The rooms, along with a cardiothoracic intensive-care unit, are the first phase of a $95 million project.
Barnes-Jewish Hospital is opening 28 new operating rooms and a 21-bed cardiothoracic intensive-care unit this month in the first phase of a $95 million project that will transform and expand its inpatient-surgery capabilities.
When the project is completed in 2008, the hospital will have 48 spacious new operating rooms to replace 39 older, cramped rooms. The added capacity will be brought into use as volume dictates.
The academic medical center, an affiliate of Washington University Medical School, logs more than 30,000 inpatient and outpatient surgeries a year. That puts it among the top 25 hospitals in the country.
The operating rooms coming on line this month are in what''s called the southwest tower above the Charles F. Knight Emergency and Trauma Center. The new rooms occupy two floors of the tower and will be used primarily for inpatient surgery. The hospital''s 15 ambulatory surgery suites are on the north end of the sprawling Kingshighway campus in the Center for Advanced Medicine.
When the new operating rooms open, the hospital will close older inpatient operating rooms in two waves to make room for 86 recovery rooms and surgical prep beds, a new processing area to sterilize equipment and 20 additional operating rooms.

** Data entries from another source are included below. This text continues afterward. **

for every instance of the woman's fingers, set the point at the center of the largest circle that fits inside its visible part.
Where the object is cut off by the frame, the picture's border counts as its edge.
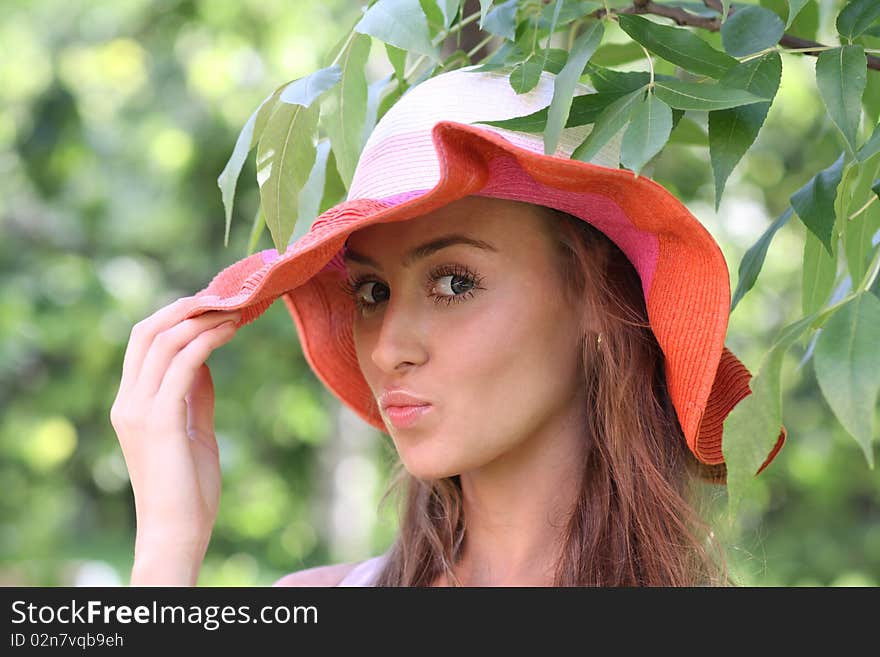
(142, 335)
(168, 343)
(200, 408)
(182, 371)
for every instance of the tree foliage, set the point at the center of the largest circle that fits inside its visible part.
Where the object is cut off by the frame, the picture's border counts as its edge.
(686, 76)
(116, 119)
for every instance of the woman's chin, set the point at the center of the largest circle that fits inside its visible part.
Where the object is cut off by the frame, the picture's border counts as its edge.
(425, 464)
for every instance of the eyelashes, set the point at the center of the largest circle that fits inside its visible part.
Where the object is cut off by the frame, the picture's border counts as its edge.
(464, 274)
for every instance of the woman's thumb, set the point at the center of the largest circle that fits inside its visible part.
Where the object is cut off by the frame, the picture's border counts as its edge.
(200, 408)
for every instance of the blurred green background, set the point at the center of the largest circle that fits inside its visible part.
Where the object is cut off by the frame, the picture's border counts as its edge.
(115, 121)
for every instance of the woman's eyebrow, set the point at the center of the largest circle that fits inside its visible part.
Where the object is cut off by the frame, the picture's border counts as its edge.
(423, 250)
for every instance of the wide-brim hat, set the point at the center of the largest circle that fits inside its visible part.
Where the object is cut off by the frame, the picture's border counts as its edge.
(427, 151)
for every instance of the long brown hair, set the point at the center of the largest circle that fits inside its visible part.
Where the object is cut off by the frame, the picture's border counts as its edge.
(634, 522)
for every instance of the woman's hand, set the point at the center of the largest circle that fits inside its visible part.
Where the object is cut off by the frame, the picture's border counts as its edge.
(163, 416)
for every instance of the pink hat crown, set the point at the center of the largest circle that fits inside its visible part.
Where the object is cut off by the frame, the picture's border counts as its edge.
(399, 159)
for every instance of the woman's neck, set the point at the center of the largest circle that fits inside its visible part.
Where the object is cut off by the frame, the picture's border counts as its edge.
(517, 509)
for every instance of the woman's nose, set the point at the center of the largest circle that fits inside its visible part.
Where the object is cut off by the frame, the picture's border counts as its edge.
(401, 336)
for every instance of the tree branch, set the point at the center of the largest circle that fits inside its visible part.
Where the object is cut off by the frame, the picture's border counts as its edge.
(685, 18)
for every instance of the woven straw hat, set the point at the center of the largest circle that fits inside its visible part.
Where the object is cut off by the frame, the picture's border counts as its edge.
(426, 152)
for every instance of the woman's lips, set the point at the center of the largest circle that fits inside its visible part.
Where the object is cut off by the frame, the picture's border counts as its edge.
(403, 417)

Dr. Timothy J. Eberlein, the chief surgeon at Barnes-Jewish, said the project is the largest operating-room construction ever undertaken in North America, and the most expensive.
All the new operating rooms will be relatively interchangeable. A room used for open-heart surgery would convert easily for use in a hip replacement, for example. All have the latest technology and monitoring equipment and the flexibility to accommodate future technologies.
The new inpatient operating rooms are a minimum of 600 square feet, compared to 350 square feet in the older rooms. Diane Desmond, a registered nurse and construction project manager, said the additional space will accommodate bulky technology used in micro-surgeries and large imaging equipment, microscopes, lasers and robotics that can be wheeled into place as needed.
Most of the standard equipment, such as oxygen and anesthesia gases and electronic cables, are housed in ceiling-mounted booms.
Mounting equipment overhead keeps the floor open except for the patient''s bed, which is wheeled inside a sterile field that is marked by a circle of contrasting linoleum. Because Barnes-Jewish is a teaching hospital, students are allowed to observe procedures from outside the sterile field.
Each of the new surgery rooms will be equipped with videoconferencing capabilities. Eventually, select surgeries will be broadcast to Washington University medical school classrooms and around the world to allow doctors to observe new techniques and procedures.
Jennifer Arvin, a hospital spokesman, said surgeons and nurses will be able to use the equipment to update family members during long surgeries.
The families can wait in a newly renovated area on the main floor of the hospital that also serves as the entry point for patients arriving for surgery. They will be called using a restaurant-style pager when a surgeon is ready to speak with them or a progress report is available.
Carolyn York, operating-room director, said the hospital went to great lengths to get design input from all its operating room staff. Radiologists, anesthesiologists, nurses, pharmacy personnel - every department that touches the operating room - were consulted to determine details as basic as where to hang the lights and place plugs, she said.